1. Arti Sistem Demokrasi Liberal
Suatu bentuk sistem politik dan pemerintahan yang bersendikan pada asas-asas liberalisme yang ada dan berkembang di Eropa dan Amerika Serikat. Di Indonesia sistem Demokrasi Liberal berlangsung sejak tahun 1950 sampai tahun 1959 saat dikeluarkannya Dekrit Presiden 5 Juli 1959. Pada masa ini perrgantian kabinet dilatarbelakangi oleh perbedaan yang tajam antara partai-partai melawan partai yang memerintah. Bahkan pernah terjadi partai menjatuhkan kabinetnya sendiri.
2. Kondisi Politik Masa Demokrasi Liberal
Masa Liberal di Indonesia (1950-1959) biasa pula disebut masa kabinet parlementer. Kabinet parlementer adalah kabinet yang pemerintahan sehari-hari dipegang oleh seorang Perdana Menteri. Dalam masa Kabinet Parlementer ini ternyata konflik partai di Indonesia sangat tinggi sehingga kabinet terpaksa jatuh bangun.
Kabinet disusun berdasarkan pertimbangan kekuatan kepartaian. Karena itu bila dianggap tidak berhasil, sewaktu-waktu kabinet dapat dijatuhkan. Sehubungan dengan itu pada masa Demokrasi Liberal sering terjadi pergantian kabinet. Hal ini terjadi terutama karena sering terjadi konflik di antara partai-partai politik. Sebagai contoh pertentangan antara Masyumi dan PNI. Pertentangan antara kedua partai besar ini dalam parlemen tidak pernah dapat didamaikan sehingga menjadi berlarut-larut.

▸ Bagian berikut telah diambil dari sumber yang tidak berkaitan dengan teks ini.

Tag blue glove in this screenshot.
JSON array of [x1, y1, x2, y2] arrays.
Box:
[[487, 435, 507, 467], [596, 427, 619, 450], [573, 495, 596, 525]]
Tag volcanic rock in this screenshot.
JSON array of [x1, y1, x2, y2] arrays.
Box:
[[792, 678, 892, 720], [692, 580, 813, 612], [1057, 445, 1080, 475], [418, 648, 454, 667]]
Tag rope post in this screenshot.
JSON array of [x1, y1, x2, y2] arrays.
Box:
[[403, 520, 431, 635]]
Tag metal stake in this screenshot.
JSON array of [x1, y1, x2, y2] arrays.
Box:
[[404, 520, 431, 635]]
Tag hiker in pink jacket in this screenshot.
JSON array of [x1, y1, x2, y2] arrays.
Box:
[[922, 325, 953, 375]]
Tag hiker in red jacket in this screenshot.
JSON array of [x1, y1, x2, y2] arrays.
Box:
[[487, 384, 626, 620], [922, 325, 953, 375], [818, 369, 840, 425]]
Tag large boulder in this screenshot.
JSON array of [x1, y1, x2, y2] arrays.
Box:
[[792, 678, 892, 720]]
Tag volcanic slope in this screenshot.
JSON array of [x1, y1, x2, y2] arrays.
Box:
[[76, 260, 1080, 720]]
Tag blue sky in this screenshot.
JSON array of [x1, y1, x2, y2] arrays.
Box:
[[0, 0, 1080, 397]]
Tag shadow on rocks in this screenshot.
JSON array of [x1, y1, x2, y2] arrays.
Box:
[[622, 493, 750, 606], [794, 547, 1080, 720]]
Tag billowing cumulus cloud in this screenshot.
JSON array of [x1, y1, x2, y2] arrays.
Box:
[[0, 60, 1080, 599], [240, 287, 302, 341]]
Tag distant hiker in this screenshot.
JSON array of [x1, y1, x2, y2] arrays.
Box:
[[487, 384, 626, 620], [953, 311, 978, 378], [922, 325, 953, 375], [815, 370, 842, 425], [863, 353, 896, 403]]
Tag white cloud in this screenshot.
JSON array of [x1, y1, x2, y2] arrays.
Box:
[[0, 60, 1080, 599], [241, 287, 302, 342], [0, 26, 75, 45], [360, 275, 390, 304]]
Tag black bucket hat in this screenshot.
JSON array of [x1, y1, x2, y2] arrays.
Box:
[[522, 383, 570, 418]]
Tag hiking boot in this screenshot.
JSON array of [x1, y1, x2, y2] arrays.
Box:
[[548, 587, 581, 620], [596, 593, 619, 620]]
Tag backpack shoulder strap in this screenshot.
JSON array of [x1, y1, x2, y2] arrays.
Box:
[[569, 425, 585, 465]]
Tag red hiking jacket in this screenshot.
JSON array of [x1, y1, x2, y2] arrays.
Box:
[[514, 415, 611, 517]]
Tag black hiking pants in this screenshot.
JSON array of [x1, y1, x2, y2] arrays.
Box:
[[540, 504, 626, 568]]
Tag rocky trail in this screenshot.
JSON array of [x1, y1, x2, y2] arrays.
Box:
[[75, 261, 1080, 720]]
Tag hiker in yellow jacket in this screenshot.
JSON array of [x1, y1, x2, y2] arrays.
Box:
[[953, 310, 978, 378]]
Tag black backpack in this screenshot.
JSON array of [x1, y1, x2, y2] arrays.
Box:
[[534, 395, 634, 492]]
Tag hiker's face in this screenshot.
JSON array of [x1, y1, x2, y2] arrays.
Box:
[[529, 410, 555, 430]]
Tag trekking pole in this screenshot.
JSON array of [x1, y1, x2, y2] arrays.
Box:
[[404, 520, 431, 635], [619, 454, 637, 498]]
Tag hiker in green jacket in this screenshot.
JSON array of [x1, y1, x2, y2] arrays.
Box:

Seringnya pergantian kabinet membuat masa yang singkat itu (1950-1959) dikuasai oleh beberapa kabinet. Kabinet-kabinet tersebut adalah : Kabinet Natsir (Masyumi 1950-1951), Kabinet Sukiman (Masyumi 1951-1952), Kabinet Wilopo (1952-1953), Kabinet Ali Sastroamidjojo I (PNI 1953-1955), Kabinet Burhanuddin Harahap (Masyumi 1955-1956), Kabinet Ali Sastroamidjojo II (1956-1957), dan akhirnya Kabinet Djuanda (Zaken kabinet 1957-1959).
Jatuh bangunnya kabinet pada masa Demokrasi Liberal disebabkan karena adanya konflik antara partai politik. Misalnya Kabinet Natsir jatuh karena PNI menentang kebijakannya mengenai Irian Jaya. Konflik partai Masyumi dan PNI ini dimenangkan oleh Masyumi dan menjadikan kabinet Sukiman berkuasa.
Kabinet Sukiman tidak berlangsung lama karena ia dijatuhkan oleh PNI. Partai Nasional Indonesia menentang penandatanganan program bantuan Amerika Serikat kepada pemerintah RI. Alasan penolakannya adalah karena bantuan itu dapat dipakai sebagai alat untuk memasukkan RI ke dalam Blok Amerika Serikat. Dengan demikian menurut PNI, Indonesia tidak bersikap bebas aktif lagi dalam melihat “Perang Dingin” antara Uni Sovyet dan Amerika Serikat.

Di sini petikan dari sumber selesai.